As you calculated, 9/5 = 1.8, but (log10(7))/(log10(3)) = 1.771243749… , so 1.8 is only a rough approximation, not an exact value.
Mathematicians are accustomed to using exact values, so starting with a technically false statement feels wrong. We’ll see that the “approximate lie” we’re starting with is not entirely a bad idea, but it can lead to confusion!
You correctly used the change of base formula to write (log10(7))/(log10(3)) = log3(7), so log3(7) would be 9/5, if the “given” were true. However, you have only used one of the equations, while the problem asked you to find the solution of a set of simultaneous equations. I’m not sure what they expect you to do.
One possibility is to “pretend” that indeed log3(7) = 1.8, find the two equations for p and q, and solve for p and q.
(Alternatively, you could think that instead of 7, there is a number x such that log3(x) = 9/5, and such that xp = 3q+1, and 9p-1=(9x)2q+1. Now solve for p and q.)
Can you rewrite the two exponential equations as linear equations in p and q, using one of the modified assumptions? If so, can you solve the equations for p and q?
Yes, we will be “pretending”, and thus finding an approximate answer.
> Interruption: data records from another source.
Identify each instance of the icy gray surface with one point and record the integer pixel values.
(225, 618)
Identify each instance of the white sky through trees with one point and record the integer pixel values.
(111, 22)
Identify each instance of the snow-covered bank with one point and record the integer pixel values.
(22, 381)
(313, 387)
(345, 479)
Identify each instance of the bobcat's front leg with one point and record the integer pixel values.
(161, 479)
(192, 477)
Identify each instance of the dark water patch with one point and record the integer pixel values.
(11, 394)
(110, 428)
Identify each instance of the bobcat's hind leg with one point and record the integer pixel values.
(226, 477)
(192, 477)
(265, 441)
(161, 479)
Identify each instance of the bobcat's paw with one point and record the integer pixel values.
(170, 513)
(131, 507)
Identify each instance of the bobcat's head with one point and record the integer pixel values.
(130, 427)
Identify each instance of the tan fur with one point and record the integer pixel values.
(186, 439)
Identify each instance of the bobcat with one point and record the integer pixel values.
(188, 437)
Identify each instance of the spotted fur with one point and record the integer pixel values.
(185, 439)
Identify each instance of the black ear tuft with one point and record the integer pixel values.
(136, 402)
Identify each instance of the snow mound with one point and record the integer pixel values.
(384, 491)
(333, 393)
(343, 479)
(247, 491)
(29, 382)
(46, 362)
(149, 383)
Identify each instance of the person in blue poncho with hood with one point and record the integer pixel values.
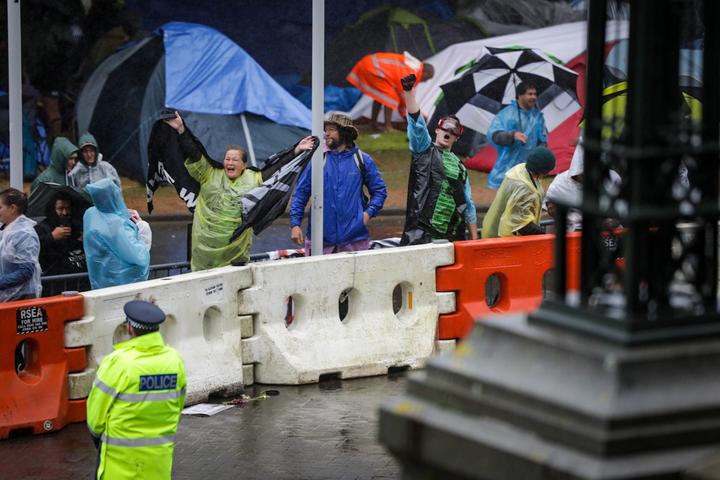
(516, 131)
(116, 241)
Eventually, we’ll transform the problem into a useful technique for finding accurate answers.
We’ll be looking back at Eli’s work later.
A better try … in fact, it’s correct!
He answered:
Hello, once again.
I expressed the two exponential equations linearly but somehow I am still getting different answers from what they expect. Maybe it’s an algebraic error on my side or maybe they were wrong but I will need your answers to confirm.
We’ll see that, in fact, they are wrong …
Let’s carry out the work to solve the system of linear equations.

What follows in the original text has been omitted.